Across VBench quality, temporal consistency, camera accuracy, and view synchronization, our method beats TrajectoryCrafter, ReCamMaster, and Ex4D on complex dynamic scenes.
| Method | VBench Quality | Temporal | Camera Accuracy | View Synchronization | ||||||||
|---|---|---|---|---|---|---|---|---|---|---|---|---|
| Aesth ↑ | Imag ↑ | Flick ↑ | Smooth ↑ | Subj ↑ | Bg ↑ | CLIP-F ↑ | RotErr ↓ | TransErr ↓ | Mat.Pix ↑ | FVD-V ↓ | CLIP-V ↑ | |
| TrajectoryCrafter (49 frames) | 52.69 | 59.67 | 96.97 | 99.03 | 93.78 | 95.13 | 98.80 | 2.26 | 3.03 | 1851.80 | 582.56 | 92.40 |
| Ours (49 frames) | 52.72 | 57.81 | 97.43 | 99.24 | 95.09 | 95.62 | 99.01 | 2.61 | 2.73 | 2737.65 | 488.22 | 94.96 |
| ReCamMaster | 48.71 | 52.61 | 97.57 | 99.26 | 88.57 | 90.65 | 98.49 | 11.29 | 19.59 | 1314.00 | 732.52 | 88.91 |
| Ex4D | 49.72 | 55.76 | 97.46 | 99.08 | 91.51 | 94.78 | 98.94 | 3.94 | 4.21 | 2188.98 | 685.63 | 89.77 |
| Ours | 52.85 | 58.64 | 97.37 | 99.21 | 93.43 | 95.24 | 99.03 | 2.76 | 4.23 | 2720.83 | 586.24 | 93.16 |
Underline ≡ best in group. ↑ higher is better, ↓ lower is better.

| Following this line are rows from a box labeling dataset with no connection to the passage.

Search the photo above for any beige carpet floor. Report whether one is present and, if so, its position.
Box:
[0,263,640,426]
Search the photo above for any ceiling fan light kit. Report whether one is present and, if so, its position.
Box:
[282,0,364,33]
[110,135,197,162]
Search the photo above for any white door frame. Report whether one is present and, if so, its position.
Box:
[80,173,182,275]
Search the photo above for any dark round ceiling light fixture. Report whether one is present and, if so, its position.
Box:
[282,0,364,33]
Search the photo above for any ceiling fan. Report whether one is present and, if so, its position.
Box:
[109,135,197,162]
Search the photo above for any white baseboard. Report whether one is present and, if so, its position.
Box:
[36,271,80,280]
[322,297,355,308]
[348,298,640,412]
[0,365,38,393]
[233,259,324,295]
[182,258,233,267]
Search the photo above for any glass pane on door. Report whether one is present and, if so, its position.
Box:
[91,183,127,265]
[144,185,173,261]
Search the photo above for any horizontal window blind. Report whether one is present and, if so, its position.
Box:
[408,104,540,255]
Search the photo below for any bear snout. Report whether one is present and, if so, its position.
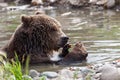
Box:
[58,37,69,47]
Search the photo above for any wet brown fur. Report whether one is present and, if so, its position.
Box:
[59,42,88,64]
[2,12,65,63]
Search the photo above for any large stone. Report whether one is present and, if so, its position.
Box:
[41,71,58,78]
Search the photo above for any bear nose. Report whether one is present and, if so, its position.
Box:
[62,37,69,40]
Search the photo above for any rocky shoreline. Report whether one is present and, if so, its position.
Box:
[0,0,120,9]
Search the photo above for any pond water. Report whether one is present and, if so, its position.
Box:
[0,9,120,71]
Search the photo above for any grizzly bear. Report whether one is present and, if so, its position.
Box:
[1,12,69,63]
[58,42,88,64]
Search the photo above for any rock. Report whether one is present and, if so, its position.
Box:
[22,75,33,80]
[41,71,58,78]
[29,70,40,78]
[68,0,88,6]
[31,0,43,6]
[96,64,120,80]
[33,76,49,80]
[0,2,8,8]
[89,0,115,8]
[116,62,120,67]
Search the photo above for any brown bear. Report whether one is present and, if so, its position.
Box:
[1,12,69,63]
[58,42,88,64]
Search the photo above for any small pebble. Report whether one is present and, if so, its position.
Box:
[29,70,40,78]
[22,75,33,80]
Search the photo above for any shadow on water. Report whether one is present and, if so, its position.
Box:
[0,9,120,70]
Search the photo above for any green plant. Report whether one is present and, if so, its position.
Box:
[3,54,31,80]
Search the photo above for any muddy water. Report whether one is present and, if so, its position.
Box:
[0,9,120,70]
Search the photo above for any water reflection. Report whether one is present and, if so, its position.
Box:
[0,9,120,70]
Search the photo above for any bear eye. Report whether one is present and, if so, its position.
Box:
[51,28,57,31]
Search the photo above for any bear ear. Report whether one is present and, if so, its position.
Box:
[35,11,45,15]
[21,15,31,23]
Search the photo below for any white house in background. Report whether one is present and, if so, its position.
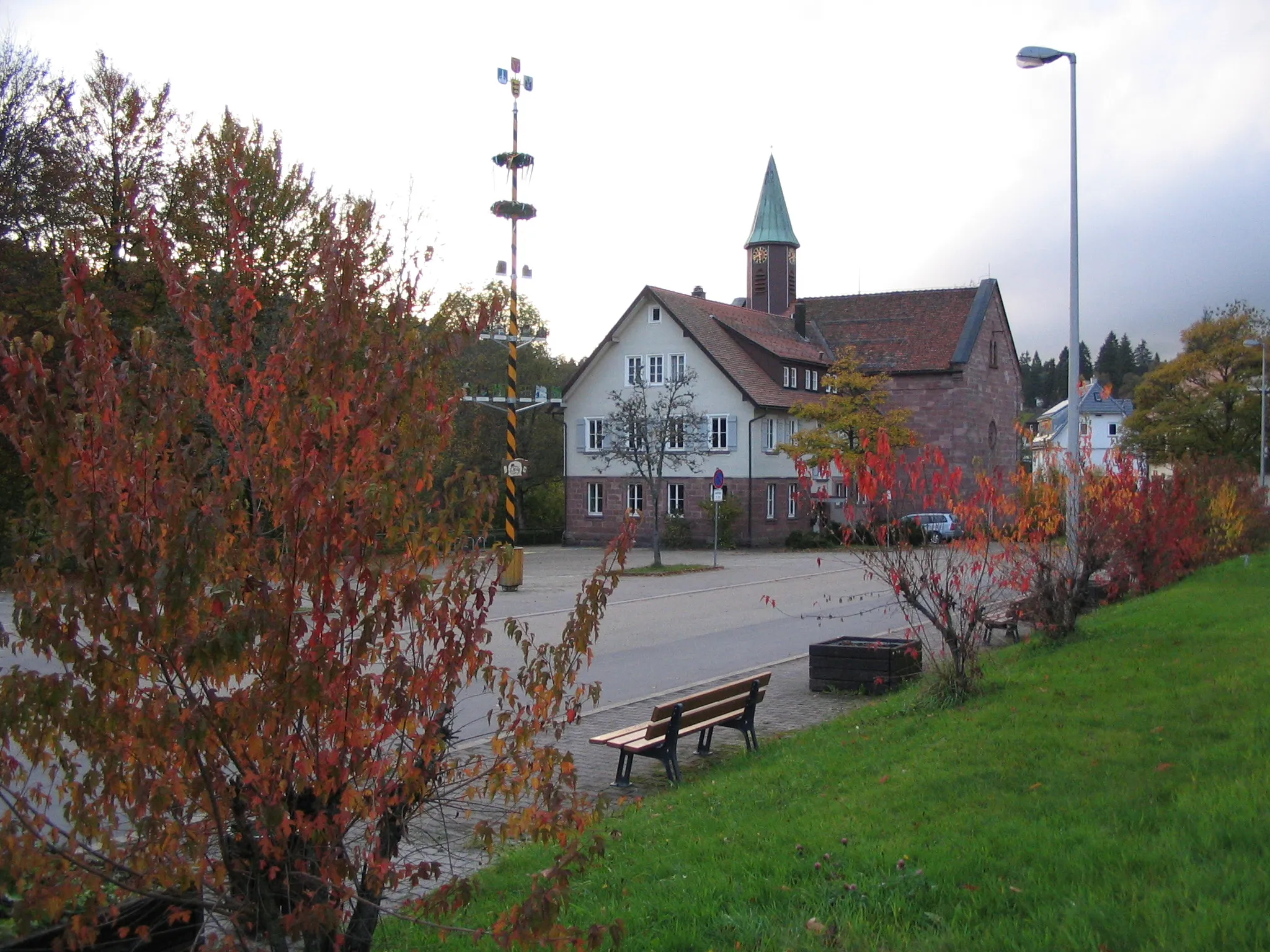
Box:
[1031,377,1133,472]
[564,160,1023,545]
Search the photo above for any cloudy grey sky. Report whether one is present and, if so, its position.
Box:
[0,0,1270,356]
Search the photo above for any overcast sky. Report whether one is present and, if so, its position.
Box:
[0,0,1270,356]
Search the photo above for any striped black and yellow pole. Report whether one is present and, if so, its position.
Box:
[491,57,537,589]
[503,82,521,549]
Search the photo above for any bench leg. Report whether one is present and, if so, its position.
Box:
[657,744,681,783]
[608,750,635,787]
[697,728,714,757]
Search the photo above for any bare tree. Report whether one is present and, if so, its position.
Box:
[600,368,710,567]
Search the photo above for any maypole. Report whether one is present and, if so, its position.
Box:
[491,57,537,589]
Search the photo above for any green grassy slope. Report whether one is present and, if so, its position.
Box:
[380,556,1270,952]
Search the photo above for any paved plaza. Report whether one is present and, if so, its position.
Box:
[0,547,955,893]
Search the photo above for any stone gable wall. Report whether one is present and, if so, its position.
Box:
[890,296,1023,474]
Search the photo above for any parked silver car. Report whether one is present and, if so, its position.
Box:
[902,513,965,542]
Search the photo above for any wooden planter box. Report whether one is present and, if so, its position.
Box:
[808,637,922,694]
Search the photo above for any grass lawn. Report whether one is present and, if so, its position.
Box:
[378,555,1270,952]
[623,562,714,575]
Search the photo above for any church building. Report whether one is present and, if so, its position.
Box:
[564,159,1023,546]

We ablate core architectural and training choices. Our baseline uses a black anchor background, token concatenation through self-attention, and monocular videos without augmentations.
Qualitative ablation on a complex scene with moving smoke and colored lighting. The Synthetic Data Only model fails to capture dynamic smoke, snapping to rigid plausible content instead. The Cross-Attention variant loses fine source detail (notice the saxophone texture) and struggles to align with the anchor when geometry deviates. Our full model faithfully tracks the anchor's new camera path while preserving high-fidelity textures and the complex dynamics of the original footage.
@InProceedings{paliwal2026reshoot,
author = {Paliwal, Avinash and Iyer, Adithya and Yadav, Shivin and Afridi, Muhammad and Harikumar, Midhun},
title = {Reshoot-Anything: A Self-Supervised Model for In-the-Wild Video Reshooting},
booktitle = {Proceedings of the IEEE/CVF Conference on Computer Vision and Pattern Recognition (CVPR) Workshops},
month = {June},
year = {2026},
pages = {11596-11606}
}
We thank Jaynti Kanani and the rest of the Morphic team for compute resources and support, and Dharmesh Kakadia and Isaac Wang for reviewing the paper.